Work continues on Ostrava's concert hall, which will have a very light envitomental footprint

21/8 2020

Eco-friendly, featuring timeless design and packed with the latest technologies – that’s why the prestigious Architizer magazine recently ranked Ostrava’s planned new concert hall among the top 10 most interesting architectural projects in the world today. New York-based Steven Holl Architects – working in conjunction with Prague studio Architecture Acts – have now completed the project study for the new hall.

Work continues on Ostrava's concert hall, which will have a very light envitomental footprint

Visualization of the interior of the main auditorium. Source: study by Steven Holl Architects and Architecture Acts

The building’s features will include high-quality maple wood and low-energy glass surfaces. The existing City of Ostrava Cultural Centre will also undergo a thorough reconstruction and renovation, enabling it to offer complete facilities for the Janáček Philharmonic Orchestra including rehearsal rooms, an education centre and a recording studio. With the latest part of the documentation now complete, the City of Ostrava has moved one step closer to making the new concert hall a reality.

Despite the recent restrictions that have affected community life and work in many fields, the project study for the new concert hall is now complete – including both the new structure and the reconstruction of the existing cultural centre (which is a legally protected historic building).

Ostrava’s Mayor Tomáš Macura expressed his satisfaction with progress on the project: “We’re delighted that the study is now complete, and we are proud that the new concert hall will be exceptional not only in its appearance, but also in its environmental sustainability – a factor which will put Ostrava in the global spotlight.

The new hall will incorporate numerous eco-friendly solutions, underlining the exceptional and unique quality of the design. It will feature low-emissions insulating glass surfaces, recycled (and recyclable) materials, and a flagship energy management concept for both cooling and heating. The designers have outlined several potential variations using heat pumps as part of closed or open systems. Thanks to their low operating costs, these systems offer an excellent return on investment – just a few years.

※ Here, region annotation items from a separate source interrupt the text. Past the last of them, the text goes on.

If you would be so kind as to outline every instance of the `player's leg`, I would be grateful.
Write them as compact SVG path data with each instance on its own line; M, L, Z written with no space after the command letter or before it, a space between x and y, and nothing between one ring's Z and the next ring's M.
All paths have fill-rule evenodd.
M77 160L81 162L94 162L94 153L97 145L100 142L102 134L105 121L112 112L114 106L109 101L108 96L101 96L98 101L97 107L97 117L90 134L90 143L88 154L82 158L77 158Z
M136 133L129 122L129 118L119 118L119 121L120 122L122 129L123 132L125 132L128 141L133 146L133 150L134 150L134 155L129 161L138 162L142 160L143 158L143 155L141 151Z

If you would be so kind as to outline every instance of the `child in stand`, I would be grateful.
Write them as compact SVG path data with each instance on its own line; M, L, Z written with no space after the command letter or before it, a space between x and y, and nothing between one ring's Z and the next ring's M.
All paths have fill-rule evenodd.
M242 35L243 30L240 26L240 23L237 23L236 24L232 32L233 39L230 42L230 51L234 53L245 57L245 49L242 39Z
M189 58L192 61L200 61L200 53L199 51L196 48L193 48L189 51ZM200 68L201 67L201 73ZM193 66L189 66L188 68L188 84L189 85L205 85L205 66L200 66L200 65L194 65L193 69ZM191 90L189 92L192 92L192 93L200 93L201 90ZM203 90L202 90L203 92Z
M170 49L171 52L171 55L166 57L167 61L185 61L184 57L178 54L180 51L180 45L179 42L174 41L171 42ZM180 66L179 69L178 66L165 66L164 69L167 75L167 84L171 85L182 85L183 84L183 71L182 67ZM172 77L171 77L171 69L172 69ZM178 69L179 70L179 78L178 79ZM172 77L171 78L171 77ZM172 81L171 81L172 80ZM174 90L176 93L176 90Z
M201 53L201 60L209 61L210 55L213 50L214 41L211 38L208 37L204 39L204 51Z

Martin Kropáč of Architecture Acts, the co-author of the study, gave more details: “The outer shell of the auditorium will feature patinated zinc, which is100% recyclable and highly flexible. Inside, the auditorium will be lined with grey glazed maple wood, which is widely used to make violins and will ensure perfect acoustic properties. On the same level as both the auditoriums there will be a special storage space for pianos equipped with systems to control temperature and humidity, from where these instruments (weighing almost half a ton) can be wheeled directly onto the stage.”

The architects are also working with glazed walls and skylights which will allow natural light to enter the building, thus reducing energy consumption. In the evenings, the interior lighting will also illuminate the area outside the hall, including the adjacent park. The new concert hall will have a capacity of 1300 seats and will include a glazed vestibule and a café. The main auditorium in the existing cultural centre will be converted into a chamber venue with a capacity of 475 seats. Both auditoriums will be used for a wide range of performances, both by the Janáček Philharmonic Orchestra and by visiting artists or ensembles.

Jan Žemla, Director of the Janáček Philharmonic, explained the flexibility and variability that the new spaces will offer: “Both the main auditorium and the chamber hall will be adaptable to meet the requirements of artists, orchestras or other users. Both podiums will consist of mobile panels. The chamber hall will also include a sliding wall enabling the stage to be made bigger or smaller. Both halls will incorporate facilities for amplified music.”

The study sets out plans to use the central tract of the existing cultural centre as dressing rooms for the orchestra’s musicians, conductors and soloists. This part of the complex will also include offices, tuning rooms, rehearsal rooms and facilities for storing musical instruments. One of the side tracts of the existing building will be converted into a special recording studio for commercial use, combined with an education centre that will serve as a venue for music workshops and other events targeted at schools and the general public. The existing theatre auditorium will retain its current function; it now hosts around 50 evening performances a year by visiting theatre companies as well as dozens of morning performances for school groups. The completion of the project study represents a major step forward in the concert hall project.

Zuzana Bajgarová, the Deputy Mayor of Ostrava with responsibility for investments, outlined the upcoming phases in the project: “Combined documentation for the building permit will be completed in December 2021. In 2022 we will hold a public tender for the building contractor, and construction work will begin after that. We expect the construction work itself to last 32 months.”

Once the new concert hall is complete, Ostrava (like many other European cities) will gain a modern, iconic building that will greatly improve the quality of public spaces and civic amenities as well as attracting more tourists to the city. After 70 years of history, the Czech Republic’s third-largest orchestra will finally gain state-of-the-art facilities for both musicians and audiences, offering top-class acoustics. The current cultural centre will also undergo a much-needed reconstruction. The design of the new concert hall was first revealed last July, when the City unveiled the winning proposal by Steven Holl Architects and Architecture Acts. The design managed to integrate the new hall with the existing cultural centre (a legally protected historic building) in an effective functional manner without the need for major structural alterations to the current building. It was the result of the largest architectural competition in Ostrava’s modern history.